Open VideoPac opened 4 years ago
@VideoPac a lot of things have changed in TF 2.x since we released the book, see what old version we were using back then: https://github.com/maxpumperla/deep_learning_and_the_game_of_go/blob/master/code/setup.py#L10
I think you should be good to go once rolling back to 1.13.x
. At some point @macfergus and I need to go back and revise everything for TF 2.x, and add proper testing etc. for such situations.

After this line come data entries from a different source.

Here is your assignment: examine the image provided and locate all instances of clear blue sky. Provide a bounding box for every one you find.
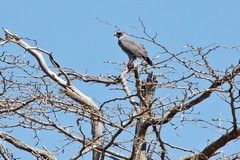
[0,0,240,159]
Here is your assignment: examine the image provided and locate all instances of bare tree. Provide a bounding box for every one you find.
[0,21,240,160]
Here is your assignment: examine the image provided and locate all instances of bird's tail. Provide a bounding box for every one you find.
[143,57,153,66]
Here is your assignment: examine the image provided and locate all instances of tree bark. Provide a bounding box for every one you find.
[130,69,157,160]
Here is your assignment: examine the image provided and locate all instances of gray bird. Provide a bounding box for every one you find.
[114,31,153,70]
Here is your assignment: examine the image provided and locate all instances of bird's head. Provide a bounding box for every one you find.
[114,31,124,38]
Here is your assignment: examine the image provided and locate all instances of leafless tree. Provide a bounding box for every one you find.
[0,21,240,160]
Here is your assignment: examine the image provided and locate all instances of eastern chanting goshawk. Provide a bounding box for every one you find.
[114,31,153,70]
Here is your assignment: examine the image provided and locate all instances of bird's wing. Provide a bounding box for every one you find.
[119,37,148,57]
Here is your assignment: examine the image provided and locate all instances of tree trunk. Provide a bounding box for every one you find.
[131,73,157,160]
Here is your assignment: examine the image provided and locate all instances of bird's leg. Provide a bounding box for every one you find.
[127,61,132,71]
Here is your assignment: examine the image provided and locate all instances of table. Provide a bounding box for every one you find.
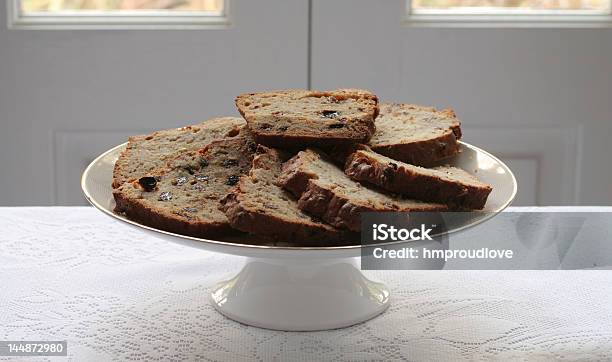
[0,207,612,361]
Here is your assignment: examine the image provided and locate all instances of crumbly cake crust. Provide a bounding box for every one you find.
[113,135,257,237]
[236,89,378,149]
[278,149,447,232]
[221,146,350,246]
[345,150,492,209]
[113,117,245,188]
[369,103,461,166]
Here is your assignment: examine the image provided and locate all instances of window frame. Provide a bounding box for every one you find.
[6,0,231,30]
[402,0,612,28]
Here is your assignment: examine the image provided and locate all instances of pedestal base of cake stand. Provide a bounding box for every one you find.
[210,258,389,331]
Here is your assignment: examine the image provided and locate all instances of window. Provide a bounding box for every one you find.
[8,0,228,29]
[412,0,610,14]
[406,0,612,27]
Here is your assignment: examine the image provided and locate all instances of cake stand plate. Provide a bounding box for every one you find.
[81,142,517,331]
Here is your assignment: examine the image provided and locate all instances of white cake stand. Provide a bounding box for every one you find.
[81,143,517,331]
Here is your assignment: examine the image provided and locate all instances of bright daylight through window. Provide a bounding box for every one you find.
[410,0,610,14]
[20,0,223,15]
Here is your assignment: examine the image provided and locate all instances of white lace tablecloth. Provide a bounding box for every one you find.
[0,207,612,361]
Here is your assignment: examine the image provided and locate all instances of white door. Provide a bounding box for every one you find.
[0,0,308,205]
[312,0,612,205]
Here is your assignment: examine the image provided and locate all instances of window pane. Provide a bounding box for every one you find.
[412,0,610,12]
[21,0,223,13]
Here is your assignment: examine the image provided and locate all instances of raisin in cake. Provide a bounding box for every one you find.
[345,150,492,209]
[278,149,447,232]
[113,117,245,188]
[113,135,257,237]
[221,146,350,245]
[236,89,378,148]
[369,103,461,166]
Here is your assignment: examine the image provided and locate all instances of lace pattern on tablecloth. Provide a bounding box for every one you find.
[0,207,612,361]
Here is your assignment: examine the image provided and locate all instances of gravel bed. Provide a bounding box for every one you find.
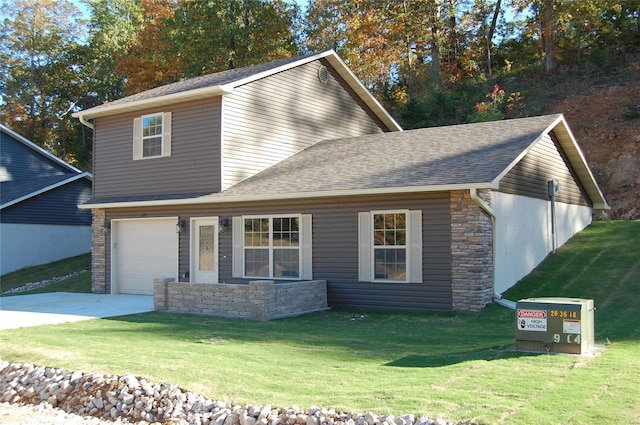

@maxpumperla thanks a lot for your answer and what a great book you wrote btw ! I am not a very experienced programmer and I have learnt more about DL reading through chap 7 than with any other book/tutorial before. And it's such a great fun to build a go bot :)
Back to my issues, I struggled for hours to conda/pip install the right versions of numpy, tensorflow and keras as shown in the setup.py but I always got some incompatibility issues. Finally, I just managed to pip install everything without incompatibilties using:
But still when I try to launch train_generator I get constant error messages:
RuntimeError:
An attempt has been made to start a new process before the
current process has finished its bootstrapping phase.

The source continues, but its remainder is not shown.